In this study, the treatment effect of four groups were compared: saline, CB-MNCs, MSCs, and CB-MNCs plus MSCs. Cells or saline were delivered to the heart by intramyocardial injection at four points in the infarct border zone. The data demonstrated that CD34+ cells and/or MSCs aid cardiac repair. The outcomes were consistent with those reported previously [5, 6, 8]. At 2 weeks after transplantation, no significant improvement was observed in ventricular performance in terms of FS and LVEF in cell-treated groups. Four weeks later, AWT, FS, and LVEF were significantly improved in group IV and showed some improvement in groups II and III. Immunohistochemistry analysis and Mallory staining showed that cotransplantation reduced infarct area and thickened the left ventricle (LV) wall more significantly compared with the results after transplantation of MSCs and CB-MNCs separately. Mallory staining showed the LV anterior wall peri-infarct zones increased obviously in groups III and IV compared with those in groups I and II. This may be because MSCs can maintain their stemness during proliferation. In contrast, HSCs easily differentiated during proliferation and failed to exert their influence on cardiac repair continuously.
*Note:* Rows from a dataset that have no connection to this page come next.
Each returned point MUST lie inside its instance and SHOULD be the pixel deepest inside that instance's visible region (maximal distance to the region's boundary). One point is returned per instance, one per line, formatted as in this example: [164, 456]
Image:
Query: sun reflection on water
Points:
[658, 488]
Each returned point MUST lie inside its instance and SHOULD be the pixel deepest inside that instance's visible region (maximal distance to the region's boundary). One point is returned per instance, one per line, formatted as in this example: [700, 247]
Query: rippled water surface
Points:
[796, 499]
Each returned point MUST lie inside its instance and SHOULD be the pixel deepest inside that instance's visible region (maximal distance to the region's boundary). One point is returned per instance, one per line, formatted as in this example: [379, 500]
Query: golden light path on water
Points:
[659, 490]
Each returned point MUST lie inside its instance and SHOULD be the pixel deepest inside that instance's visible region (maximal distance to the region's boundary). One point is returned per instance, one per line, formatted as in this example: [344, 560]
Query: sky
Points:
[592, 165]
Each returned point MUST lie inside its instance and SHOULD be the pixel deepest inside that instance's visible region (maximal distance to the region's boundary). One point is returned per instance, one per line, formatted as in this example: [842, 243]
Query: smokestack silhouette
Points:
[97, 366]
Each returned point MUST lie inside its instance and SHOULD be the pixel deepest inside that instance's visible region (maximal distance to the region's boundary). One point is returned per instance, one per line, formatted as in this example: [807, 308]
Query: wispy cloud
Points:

MSC transplantation was more effective than CB-MNC transplantation, which is consistent with findings reported previously [30]. MSCs and CB-MNCs can repair infarcted myocardium by preventing ventricular remodeling, reducing infarct area, and increasing vascular density.
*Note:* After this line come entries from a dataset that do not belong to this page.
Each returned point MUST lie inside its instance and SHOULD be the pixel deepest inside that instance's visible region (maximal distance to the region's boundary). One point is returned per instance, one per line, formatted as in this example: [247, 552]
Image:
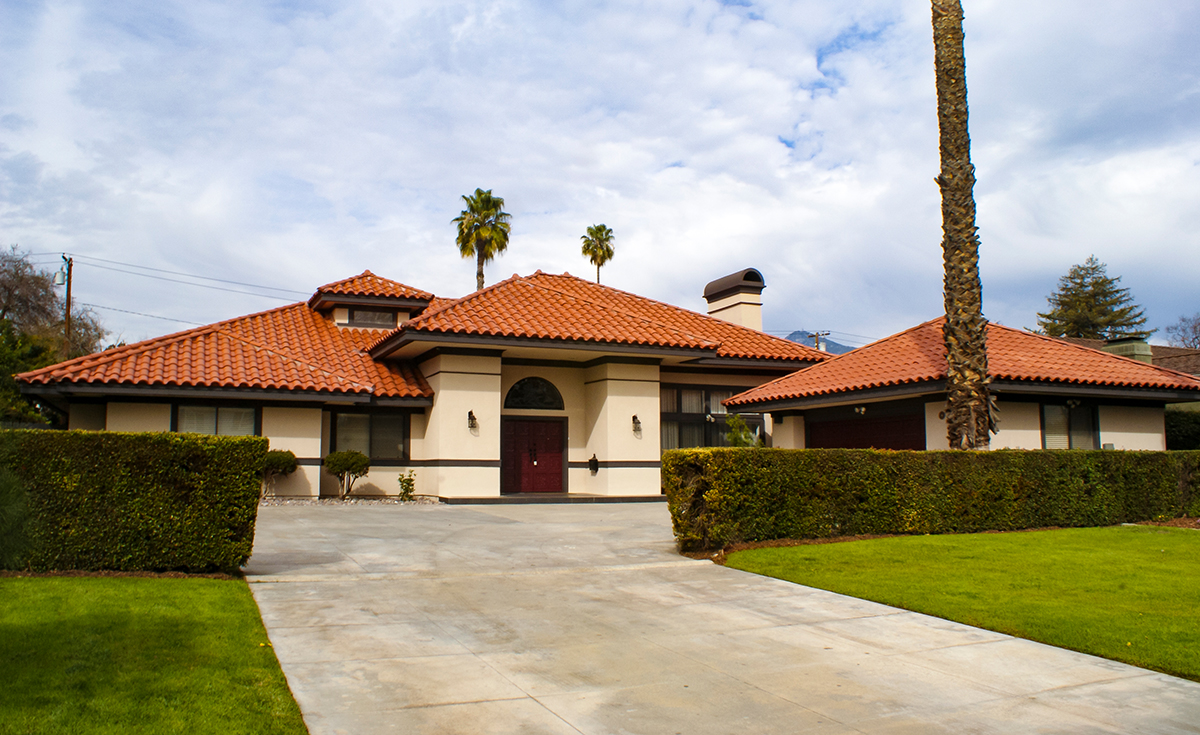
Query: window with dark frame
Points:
[381, 436]
[1071, 425]
[220, 420]
[372, 318]
[693, 416]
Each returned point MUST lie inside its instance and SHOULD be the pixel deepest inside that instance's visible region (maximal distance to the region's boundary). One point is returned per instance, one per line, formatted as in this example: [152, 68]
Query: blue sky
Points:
[291, 144]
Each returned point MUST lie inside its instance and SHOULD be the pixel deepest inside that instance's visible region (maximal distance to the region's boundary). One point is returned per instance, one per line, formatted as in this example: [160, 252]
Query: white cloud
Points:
[301, 143]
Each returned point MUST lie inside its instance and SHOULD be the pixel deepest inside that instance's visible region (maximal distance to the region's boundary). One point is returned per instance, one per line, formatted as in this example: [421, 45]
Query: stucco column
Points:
[629, 459]
[457, 460]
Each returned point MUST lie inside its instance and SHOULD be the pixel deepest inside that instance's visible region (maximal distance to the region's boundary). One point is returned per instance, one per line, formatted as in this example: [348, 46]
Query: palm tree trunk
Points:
[970, 416]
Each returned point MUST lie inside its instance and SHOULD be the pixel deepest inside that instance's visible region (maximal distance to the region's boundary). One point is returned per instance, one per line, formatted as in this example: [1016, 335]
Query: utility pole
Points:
[67, 263]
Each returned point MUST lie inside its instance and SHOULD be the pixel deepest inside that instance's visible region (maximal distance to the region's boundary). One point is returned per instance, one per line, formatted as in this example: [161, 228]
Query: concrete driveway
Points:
[582, 619]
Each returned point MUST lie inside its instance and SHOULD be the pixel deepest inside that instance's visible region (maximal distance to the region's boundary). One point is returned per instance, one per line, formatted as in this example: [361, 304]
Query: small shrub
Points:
[347, 467]
[13, 514]
[1182, 429]
[407, 485]
[279, 462]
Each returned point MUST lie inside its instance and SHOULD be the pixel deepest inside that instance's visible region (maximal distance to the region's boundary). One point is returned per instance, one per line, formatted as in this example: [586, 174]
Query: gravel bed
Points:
[351, 501]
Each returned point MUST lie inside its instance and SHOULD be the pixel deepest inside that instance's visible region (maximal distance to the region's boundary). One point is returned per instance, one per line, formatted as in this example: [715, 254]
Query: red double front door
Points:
[532, 455]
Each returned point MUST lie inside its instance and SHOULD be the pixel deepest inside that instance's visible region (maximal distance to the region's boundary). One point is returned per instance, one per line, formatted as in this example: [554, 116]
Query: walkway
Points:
[581, 619]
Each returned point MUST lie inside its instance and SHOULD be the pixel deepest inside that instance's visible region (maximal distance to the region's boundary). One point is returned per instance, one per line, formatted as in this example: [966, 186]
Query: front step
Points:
[527, 499]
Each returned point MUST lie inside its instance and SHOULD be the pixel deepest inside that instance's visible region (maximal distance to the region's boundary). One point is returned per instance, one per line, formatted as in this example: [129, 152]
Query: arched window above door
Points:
[534, 393]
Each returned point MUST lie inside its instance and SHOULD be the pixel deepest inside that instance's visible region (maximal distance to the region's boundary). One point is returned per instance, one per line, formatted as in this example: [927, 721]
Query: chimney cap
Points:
[748, 280]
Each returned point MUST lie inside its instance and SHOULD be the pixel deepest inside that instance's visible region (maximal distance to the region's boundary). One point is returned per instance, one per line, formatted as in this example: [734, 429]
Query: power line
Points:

In treating MI, the therapeutic effect of MSCs is not limited to hematopoiesis support. MSCs were confirmed to facilitate HSC engraftment and immunomodulation after allogeneic HSC transplantation [14]. The repair mechanism of stem cells in MI is controversial. Cell differentiation or fusion cannot fully explain the obvious improvement of the cardiac function [31]. General consensus supports the paracrine hypothesis to explain cardiac repair [30]. Recent studies have shown that MSCs can secrete growth factors and cytokines that can exert their influence on cardiac repair through paracrine modes after MI [31]. Stem cells are said to be cell factories that secrete cytokines. CB-MNCs and MSCs secrete different cytokines that may interact and cascade.
Conclusion
MSCs and CB-MNCs may have synergistic effects, and cotransplantation might be more effective than transplantation of MSCs and CB-MNCs separately for treating MI. This study contributes to knowledge of more effective treatment strategies for MI.
Author Contributions
G.C.: conception and design, provision of study material or patients, data analysis and interpretation, manuscript writing, final approval of manuscript; A.Y.: collection and/or assembly of data, data analysis and interpretation, manuscript writing, final approval of manuscript; H.Y.: collection and/or assembly of data, final approval of manuscript; Z.R., Y.Y., R.W., and Y. R.: data analysis and interpretation, final approval of manuscript; L.Z.: financial support, administrative support, final approval of manuscript.
Disclosure of Potential Conflicts of Interest
The authors indicated no potential conflicts of interest.